How Congress Works – Or Doesn’t
P. Schultz
July 28, 2012
“Then Ingleside’s city manager,
…Jim Gray [said]: ‘You mentioned jobs….Ingleside [Tx] right now is probably the
largest job creation area in this region. But it’s a small community, and about
ninety percent of the people who work here live elsewhere. The infrastructure
costs are borne by the city.”
"The city
manager was referring to the fact that Ingleside had been home of a naval base
that was….to be closed in 2005….The Ingleside port remained active, but the
federal funds promised from the base closure program had not materialized. Gray
continued: ‘We have a chance to put six thousand jobs in this area. We are a
job creation area! And we’ve heard all this talk about what the government isn’t going to do – but I’ve got a $15
million sewer plant and a $15 million road I need and that doesn’t count [some
other things I need]….Do we put it all on the backs of our taxpayers? Or do we
come to you for help, when you were elected not
to spend money?”
"The
freshman [congressman, Blake Farenthold] seemed paralyzed for a moment. ‘You’ve
got a good answer, you tell me,’ he finally said. ‘But government runs up the
cost of everything you do.’” [pp. 218-219]
This is
taken from a book, Do Not Ask What Good
We Do by Robert Draper on the House of Representatives and especially on
the House session from 2010 to 2012, focusing on those representatives who were
newly elected to the House and were, many of them, beholden to the Tea Party
movement. Interesting exchange and note should be taken that the freshman here
does not know what to say to the city manager. The account continues as
follows:
“Jim Gray
lingered for a few minutes after the event broke up and Farenthold departed to
another ‘Coffee with Your Congressman’ event somewhere else in the district.

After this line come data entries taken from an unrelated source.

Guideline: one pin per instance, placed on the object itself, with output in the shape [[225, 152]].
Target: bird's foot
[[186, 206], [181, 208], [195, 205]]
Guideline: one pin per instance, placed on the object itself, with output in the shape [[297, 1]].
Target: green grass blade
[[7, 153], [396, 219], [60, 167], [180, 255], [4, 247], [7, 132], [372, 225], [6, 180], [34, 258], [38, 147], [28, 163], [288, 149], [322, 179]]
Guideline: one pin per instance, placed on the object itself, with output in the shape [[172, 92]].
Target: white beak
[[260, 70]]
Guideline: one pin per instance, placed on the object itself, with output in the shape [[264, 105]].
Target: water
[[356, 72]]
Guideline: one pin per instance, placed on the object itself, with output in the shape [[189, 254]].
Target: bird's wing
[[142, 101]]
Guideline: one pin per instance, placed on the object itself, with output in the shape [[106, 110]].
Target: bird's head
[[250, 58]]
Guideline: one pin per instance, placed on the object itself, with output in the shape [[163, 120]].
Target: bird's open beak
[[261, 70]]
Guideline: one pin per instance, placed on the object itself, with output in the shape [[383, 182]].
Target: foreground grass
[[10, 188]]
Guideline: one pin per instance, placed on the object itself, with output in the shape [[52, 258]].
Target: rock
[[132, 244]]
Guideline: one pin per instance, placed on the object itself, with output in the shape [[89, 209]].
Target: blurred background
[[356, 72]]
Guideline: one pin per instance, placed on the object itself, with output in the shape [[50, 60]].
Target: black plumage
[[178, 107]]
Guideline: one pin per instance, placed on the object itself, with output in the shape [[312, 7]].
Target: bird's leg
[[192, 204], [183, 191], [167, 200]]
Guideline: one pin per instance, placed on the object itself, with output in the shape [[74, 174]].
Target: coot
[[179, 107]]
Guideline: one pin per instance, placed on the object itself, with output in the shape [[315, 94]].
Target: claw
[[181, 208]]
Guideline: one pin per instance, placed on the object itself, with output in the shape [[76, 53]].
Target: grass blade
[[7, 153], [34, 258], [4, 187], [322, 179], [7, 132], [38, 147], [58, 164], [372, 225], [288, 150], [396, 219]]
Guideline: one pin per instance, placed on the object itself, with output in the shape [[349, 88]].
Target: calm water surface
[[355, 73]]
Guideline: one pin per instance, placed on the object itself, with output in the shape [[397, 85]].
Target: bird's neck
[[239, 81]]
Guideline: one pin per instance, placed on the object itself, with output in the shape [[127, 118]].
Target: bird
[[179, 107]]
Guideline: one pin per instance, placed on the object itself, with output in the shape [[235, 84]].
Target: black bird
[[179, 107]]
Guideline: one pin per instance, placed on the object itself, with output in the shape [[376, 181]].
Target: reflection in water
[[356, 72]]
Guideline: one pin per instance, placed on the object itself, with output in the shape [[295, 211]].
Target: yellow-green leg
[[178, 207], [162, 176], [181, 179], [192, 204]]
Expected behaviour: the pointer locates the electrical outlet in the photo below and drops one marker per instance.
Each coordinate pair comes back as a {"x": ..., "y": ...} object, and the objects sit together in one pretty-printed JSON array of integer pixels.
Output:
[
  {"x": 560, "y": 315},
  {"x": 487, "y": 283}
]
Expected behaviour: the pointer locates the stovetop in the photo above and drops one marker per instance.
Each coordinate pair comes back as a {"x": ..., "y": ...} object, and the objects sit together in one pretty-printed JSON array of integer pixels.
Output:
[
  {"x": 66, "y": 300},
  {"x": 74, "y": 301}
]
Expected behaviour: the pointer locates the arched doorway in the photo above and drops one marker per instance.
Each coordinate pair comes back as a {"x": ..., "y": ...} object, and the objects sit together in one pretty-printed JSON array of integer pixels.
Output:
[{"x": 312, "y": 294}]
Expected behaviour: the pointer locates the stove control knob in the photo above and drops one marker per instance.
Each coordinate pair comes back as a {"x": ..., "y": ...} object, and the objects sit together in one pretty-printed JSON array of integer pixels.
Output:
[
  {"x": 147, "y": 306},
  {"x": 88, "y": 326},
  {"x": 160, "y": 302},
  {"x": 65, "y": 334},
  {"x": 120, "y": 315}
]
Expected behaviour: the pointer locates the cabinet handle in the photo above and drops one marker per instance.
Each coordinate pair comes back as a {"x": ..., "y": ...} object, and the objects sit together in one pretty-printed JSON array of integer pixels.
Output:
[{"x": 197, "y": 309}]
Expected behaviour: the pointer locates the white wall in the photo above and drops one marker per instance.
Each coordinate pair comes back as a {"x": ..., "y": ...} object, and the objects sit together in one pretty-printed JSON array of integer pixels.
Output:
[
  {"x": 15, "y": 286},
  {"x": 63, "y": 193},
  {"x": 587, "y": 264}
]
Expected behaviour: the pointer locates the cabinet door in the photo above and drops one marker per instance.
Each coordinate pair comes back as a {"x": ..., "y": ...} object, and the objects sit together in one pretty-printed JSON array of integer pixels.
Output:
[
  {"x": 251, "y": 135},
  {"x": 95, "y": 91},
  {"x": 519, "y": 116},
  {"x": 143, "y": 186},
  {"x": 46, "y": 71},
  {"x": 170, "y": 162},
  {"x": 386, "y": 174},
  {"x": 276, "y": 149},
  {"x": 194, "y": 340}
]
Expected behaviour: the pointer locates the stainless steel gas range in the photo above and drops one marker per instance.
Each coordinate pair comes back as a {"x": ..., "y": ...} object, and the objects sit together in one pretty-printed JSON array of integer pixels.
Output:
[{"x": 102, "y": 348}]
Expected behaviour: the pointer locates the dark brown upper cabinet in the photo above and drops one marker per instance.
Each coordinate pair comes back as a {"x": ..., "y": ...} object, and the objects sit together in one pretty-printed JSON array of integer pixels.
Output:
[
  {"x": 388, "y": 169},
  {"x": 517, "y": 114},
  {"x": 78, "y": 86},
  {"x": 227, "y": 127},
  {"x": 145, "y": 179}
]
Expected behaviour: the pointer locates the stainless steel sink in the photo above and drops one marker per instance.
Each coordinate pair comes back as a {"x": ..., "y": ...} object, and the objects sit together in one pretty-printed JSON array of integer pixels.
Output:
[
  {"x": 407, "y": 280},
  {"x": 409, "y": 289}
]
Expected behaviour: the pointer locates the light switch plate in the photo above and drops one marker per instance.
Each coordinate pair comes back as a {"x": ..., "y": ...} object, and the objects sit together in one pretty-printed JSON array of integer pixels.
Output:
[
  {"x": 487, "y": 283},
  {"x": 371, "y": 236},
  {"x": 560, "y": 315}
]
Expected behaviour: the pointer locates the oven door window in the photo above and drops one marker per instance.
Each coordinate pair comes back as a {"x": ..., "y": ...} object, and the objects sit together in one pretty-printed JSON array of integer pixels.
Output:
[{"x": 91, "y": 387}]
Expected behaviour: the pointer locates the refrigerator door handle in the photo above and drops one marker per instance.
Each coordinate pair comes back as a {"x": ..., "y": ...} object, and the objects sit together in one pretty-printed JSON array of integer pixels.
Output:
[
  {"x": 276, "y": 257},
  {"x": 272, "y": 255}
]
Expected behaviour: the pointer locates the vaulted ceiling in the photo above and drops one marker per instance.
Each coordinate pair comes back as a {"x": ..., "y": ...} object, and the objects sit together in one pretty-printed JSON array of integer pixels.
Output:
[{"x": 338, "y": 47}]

The city manager acknowledged he was a steadfast Republican, and that he and
the town’s eight thousand voters ‘may have swung Blake’s election.’ At the same
time, Gray admitted that the freshman’s predecessor Ortiz…had been quite
helpful to Ingleside in securing millions of dollars in road construction and
economic development funds." [p. 221]
Good book.
One of the best on Congress I have read. Not boring for the most part.